Bakst was a descendant of the Russian artist Léon Bakst. His teachers were initially his mother and pianist Józef Turczyński, then Abram Lufer (who had won 4th Prize at the 1932 Chopin International Piano Competition) and later Konstantin Igumnov and Heinrich Neuhaus at the Moscow Conservatory, and finally with pianist Zbigniew Drzewiecki.

Bakst was a prize winner at the IV International Chopin Piano Competition in Warsaw in 1949 and performed in Europe and the United States the Far East and numerous other places around the world. He was particularly known for his interpretations of Chopin but also played composers as diverse as Aaron Copland and Juliusz Zarębski.

He immigrated to Great Britain in 1968 and did not return to Poland until 1988 when he appeared in a televised concert at the Warsaw Philharmonic Hall.

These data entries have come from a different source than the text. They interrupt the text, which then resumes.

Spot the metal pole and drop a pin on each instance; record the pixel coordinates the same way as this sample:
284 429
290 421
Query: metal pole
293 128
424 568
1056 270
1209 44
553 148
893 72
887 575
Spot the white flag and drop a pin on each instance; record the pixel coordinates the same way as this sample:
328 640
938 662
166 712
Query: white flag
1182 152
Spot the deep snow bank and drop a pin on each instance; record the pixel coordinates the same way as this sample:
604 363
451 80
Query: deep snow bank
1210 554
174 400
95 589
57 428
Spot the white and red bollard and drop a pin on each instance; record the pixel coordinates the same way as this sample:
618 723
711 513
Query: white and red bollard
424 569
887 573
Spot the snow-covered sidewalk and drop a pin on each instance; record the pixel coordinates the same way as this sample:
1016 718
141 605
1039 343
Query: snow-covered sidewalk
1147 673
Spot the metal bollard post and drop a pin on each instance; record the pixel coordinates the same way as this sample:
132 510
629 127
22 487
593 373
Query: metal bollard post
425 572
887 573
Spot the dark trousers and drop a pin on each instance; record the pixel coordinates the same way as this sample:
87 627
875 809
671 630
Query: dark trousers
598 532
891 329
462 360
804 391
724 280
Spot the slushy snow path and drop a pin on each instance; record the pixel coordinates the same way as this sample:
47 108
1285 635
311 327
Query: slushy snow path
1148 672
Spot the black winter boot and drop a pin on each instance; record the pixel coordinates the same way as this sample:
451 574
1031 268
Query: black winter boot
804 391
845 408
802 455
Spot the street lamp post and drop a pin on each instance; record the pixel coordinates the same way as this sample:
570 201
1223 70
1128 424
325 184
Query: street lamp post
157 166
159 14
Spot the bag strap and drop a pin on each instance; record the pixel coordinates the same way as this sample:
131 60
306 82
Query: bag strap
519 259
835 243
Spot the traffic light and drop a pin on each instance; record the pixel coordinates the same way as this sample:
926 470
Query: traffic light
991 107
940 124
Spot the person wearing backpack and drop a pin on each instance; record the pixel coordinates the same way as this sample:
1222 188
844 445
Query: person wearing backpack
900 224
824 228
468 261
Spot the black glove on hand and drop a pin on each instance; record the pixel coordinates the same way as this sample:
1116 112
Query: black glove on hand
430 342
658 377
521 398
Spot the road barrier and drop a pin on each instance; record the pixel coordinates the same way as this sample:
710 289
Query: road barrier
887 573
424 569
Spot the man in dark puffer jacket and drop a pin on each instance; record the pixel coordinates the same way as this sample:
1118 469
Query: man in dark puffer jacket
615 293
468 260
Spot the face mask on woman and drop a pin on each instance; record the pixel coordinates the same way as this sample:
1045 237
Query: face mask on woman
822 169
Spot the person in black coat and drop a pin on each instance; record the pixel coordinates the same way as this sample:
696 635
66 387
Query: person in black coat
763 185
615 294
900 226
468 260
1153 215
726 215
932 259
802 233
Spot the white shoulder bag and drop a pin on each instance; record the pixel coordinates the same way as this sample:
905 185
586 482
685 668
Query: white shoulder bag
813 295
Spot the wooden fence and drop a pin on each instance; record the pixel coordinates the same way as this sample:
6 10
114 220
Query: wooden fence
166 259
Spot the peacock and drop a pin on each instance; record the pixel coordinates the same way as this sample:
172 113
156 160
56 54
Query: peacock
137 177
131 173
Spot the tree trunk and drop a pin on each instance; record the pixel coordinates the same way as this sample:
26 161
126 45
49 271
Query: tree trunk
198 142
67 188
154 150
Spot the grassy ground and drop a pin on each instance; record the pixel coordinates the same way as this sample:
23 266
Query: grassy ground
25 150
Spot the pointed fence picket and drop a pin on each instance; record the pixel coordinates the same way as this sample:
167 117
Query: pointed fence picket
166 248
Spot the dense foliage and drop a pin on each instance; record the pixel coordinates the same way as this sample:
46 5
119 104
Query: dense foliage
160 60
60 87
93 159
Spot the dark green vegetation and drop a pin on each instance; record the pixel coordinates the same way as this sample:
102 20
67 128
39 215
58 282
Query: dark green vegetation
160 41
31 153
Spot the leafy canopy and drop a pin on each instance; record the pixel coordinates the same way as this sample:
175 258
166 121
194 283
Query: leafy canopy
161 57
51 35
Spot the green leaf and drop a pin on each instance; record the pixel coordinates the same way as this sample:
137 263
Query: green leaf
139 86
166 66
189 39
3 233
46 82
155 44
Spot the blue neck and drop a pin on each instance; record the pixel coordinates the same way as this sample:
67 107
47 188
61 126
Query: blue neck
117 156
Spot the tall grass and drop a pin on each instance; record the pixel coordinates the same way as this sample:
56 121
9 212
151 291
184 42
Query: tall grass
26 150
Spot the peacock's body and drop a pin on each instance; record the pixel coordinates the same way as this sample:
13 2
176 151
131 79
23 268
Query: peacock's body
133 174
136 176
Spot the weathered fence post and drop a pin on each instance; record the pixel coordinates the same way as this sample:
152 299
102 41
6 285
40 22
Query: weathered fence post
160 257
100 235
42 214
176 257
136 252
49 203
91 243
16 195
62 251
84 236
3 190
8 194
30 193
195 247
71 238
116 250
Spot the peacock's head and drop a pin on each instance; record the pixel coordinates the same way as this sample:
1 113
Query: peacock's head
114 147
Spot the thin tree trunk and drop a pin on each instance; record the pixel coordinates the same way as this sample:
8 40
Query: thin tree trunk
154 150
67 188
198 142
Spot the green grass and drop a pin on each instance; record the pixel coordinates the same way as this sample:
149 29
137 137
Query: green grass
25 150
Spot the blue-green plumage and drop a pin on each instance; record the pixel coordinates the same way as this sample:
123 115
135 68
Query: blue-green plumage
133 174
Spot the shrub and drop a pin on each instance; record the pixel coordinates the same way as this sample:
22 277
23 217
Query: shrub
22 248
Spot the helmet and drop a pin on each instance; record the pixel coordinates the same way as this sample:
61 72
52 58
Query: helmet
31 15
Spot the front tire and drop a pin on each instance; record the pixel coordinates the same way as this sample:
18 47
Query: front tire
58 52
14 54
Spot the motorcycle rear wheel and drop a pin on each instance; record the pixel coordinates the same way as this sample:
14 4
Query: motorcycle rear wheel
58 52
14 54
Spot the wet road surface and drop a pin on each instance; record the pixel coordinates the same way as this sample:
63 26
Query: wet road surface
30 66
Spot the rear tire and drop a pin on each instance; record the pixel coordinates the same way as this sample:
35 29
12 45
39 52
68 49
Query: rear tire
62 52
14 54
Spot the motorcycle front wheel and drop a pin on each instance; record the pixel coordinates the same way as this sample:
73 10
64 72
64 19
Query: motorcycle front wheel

Among the gifted students he taught, according to Bakst himself, are Andrew Wilde and Pawel Skrzypek, and, for her complete Bach performances, Jill Crossland. Others whom Bakst held in high regard are Alicja Fiderkiewicz, Janusz Olejniczak and Ronan O'Hora, whilst the long list of other students includes the successful Paul Lewis as well as Marta Karbownicka, Graham Scott, Robyn Koh, Mark Anderson, Takahashi Yamamoto, Matthew Schellhorn, Peter Seivewright, Timothy Horton, David Moss and many others. He also gave lessons to popular music artists, such as Don Airey of Deep Purple.

In 2013, multiple allegations were made that Bakst had sexually abused students he taught at Chetham's School of Music.